Si tratta di racconti fantastici, che narrano la storia di una sconfitta. Il protagonista, Candido, nome ispirato all’omonimo personaggio di Pangloss di Voltaire, non è che un ingenuo, un uomo onesto, un “utopista”, uno che per partecipare ad un concorso studia, studia tanto.  È “l’uomo dei mulini al vento”, il principe Myškin della Repubblica dei Pomodori, è colui che lotta contro il cinismo, contro il clientelismo, contro la logica della raccomandazione, contro l’assenza dei diritti e le pratiche corruttive. Il suo dolore è il dolore dei giusti, un dolore che ricorda l’amara sorte del giovane Werther, la poetica intensità della pregustazione della grazia assoluta e poi del baratro come conseguenza di quel bagliore, di quella sfiorata e poi negata beatitudine.
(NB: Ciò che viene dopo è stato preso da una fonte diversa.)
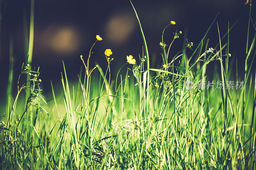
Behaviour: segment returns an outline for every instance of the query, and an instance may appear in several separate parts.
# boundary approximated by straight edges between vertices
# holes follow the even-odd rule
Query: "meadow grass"
[[[22,66],[16,92],[11,90],[13,84],[17,84],[12,82],[13,59],[10,56],[7,102],[0,125],[0,169],[256,168],[256,71],[253,63],[256,32],[250,15],[245,65],[241,75],[237,62],[229,51],[229,32],[235,23],[228,25],[222,37],[218,26],[215,31],[219,42],[208,47],[209,40],[206,37],[216,24],[218,15],[200,42],[195,45],[185,37],[179,51],[172,49],[171,45],[182,35],[181,32],[176,31],[173,39],[166,41],[170,44],[164,40],[165,28],[175,24],[171,21],[164,30],[159,44],[161,66],[151,68],[154,64],[150,63],[142,26],[132,6],[144,43],[142,56],[132,59],[127,54],[129,62],[125,63],[124,57],[124,65],[116,75],[111,74],[113,59],[109,50],[105,53],[106,70],[97,63],[92,67],[92,49],[97,49],[95,45],[101,40],[97,37],[88,57],[80,56],[83,67],[76,85],[69,85],[68,70],[63,62],[63,92],[57,96],[56,86],[52,84],[52,100],[48,109],[40,89],[39,68],[30,65],[31,8],[32,25],[29,41],[25,41],[29,42],[25,54],[29,56]],[[250,29],[255,34],[251,42]],[[168,56],[171,50],[177,53]],[[187,50],[192,54],[186,54]],[[215,74],[209,77],[207,66],[212,63]],[[28,78],[22,81],[20,78],[24,75]],[[243,85],[238,89],[225,88],[234,80],[243,81]],[[222,83],[209,89],[204,84],[202,88],[198,85],[208,81]],[[188,86],[188,82],[195,85]],[[22,110],[16,106],[24,101],[19,97],[23,91],[26,95]],[[14,94],[16,96],[12,98]]]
Candido sembra condividere con il giovane Werther e anche con Jacopo Ortis il conflitto tra ideale e reale, tra ciò che è e come si vorrebbe che fosse e altresì quell’individualismo, quella solitudine, dell’eroe che combatte titanicamente contro le convenzioni della società e contro un destino che sembra già segnato. 

Sullo sfondo vi è la corruzione, che come antagonista indiscussa arriva a falciare, a spazzare via i sogni, le speranze, la progettazione futura del protagonista.
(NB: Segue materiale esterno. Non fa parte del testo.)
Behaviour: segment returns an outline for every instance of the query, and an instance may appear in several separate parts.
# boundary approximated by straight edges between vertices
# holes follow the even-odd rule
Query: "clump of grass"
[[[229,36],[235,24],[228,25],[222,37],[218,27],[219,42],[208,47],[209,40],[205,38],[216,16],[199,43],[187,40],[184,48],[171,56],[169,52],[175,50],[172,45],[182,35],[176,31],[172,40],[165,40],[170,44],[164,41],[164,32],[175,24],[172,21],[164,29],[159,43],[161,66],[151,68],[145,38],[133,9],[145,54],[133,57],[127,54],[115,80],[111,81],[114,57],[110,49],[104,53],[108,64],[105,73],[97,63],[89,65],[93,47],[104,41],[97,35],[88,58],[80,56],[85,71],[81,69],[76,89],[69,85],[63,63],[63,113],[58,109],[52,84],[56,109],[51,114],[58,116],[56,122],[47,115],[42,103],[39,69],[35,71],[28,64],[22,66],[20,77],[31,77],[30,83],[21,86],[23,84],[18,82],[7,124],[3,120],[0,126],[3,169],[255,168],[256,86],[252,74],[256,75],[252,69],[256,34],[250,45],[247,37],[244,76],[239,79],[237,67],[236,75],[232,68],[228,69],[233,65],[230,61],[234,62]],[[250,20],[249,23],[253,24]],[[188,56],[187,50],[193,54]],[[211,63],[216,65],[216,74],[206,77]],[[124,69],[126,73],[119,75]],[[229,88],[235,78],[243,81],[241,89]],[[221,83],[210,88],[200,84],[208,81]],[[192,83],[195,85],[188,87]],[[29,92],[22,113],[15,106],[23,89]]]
L’autore, attraverso la sofferenza di Candido, mostra chiaramente, quali possono essere gli effetti lesivi a livello esistenziale della corruzione. Evidenzia, attraverso il suo racconto fantastico, quanto la fenomenologia corruttiva possa, di fatto, impedire il raggiungimento degli obiettivi di soddisfacimento e di realizzazione personale.

Queste caratteristiche contenutistiche e tematiche si riflettono sulla struttura del romanzo, che nella “Lettera a un giudice” è di genere epistolare. Nelle lettere che Candido scrive al Giudice, il quale assume in tal modo quasi il ruolo del confidente, si sviluppa un lungo monologo da cui emergono tutti gli aspetti sfaccettati della personalità del protagonista e della sua “resistenza”.

Ne “Il processo”, invece, il tono diventa ironico, indizio, come direbbe Pessoa, “del fatto che la coscienza è diventata cosciente”. Lo scrittore, infatti, riesce ad insinuarsi in quella che è la dimensione oscura del fenomeno corruttivo, svelandone, attraverso una narrazione ipotetica e fantastica, i retroscena. Lo fa con disinvoltura, mostrando, attraverso lo strumento delle intercettazioni, il lato impercettibile della connivenza omertosa che lega il corrotto al corruttore.

Ed è proprio attraverso questa rappresentazione fittizia che Paolo Saggese riesce a cogliere delle sfumature inedite del fenomeno corruttivo, come ad esempio il carattere plurioffensivo dello stesso.

In tutte e due i racconti lo stile è alto, ma non diventa mai puro virtuosismo estetico, non assume un carattere “elitario”. Sono dei romanzi che non si dissociano autisticamente dalla realtà anzi, al contrario, si mostrano come sentieri aperti al grido indignato dei vinti e come rifugio fraterno e consolatorio degli uomini che, come scriveva Pasolini,“preferiscono perdere piuttosto che vincere in modo sleale”.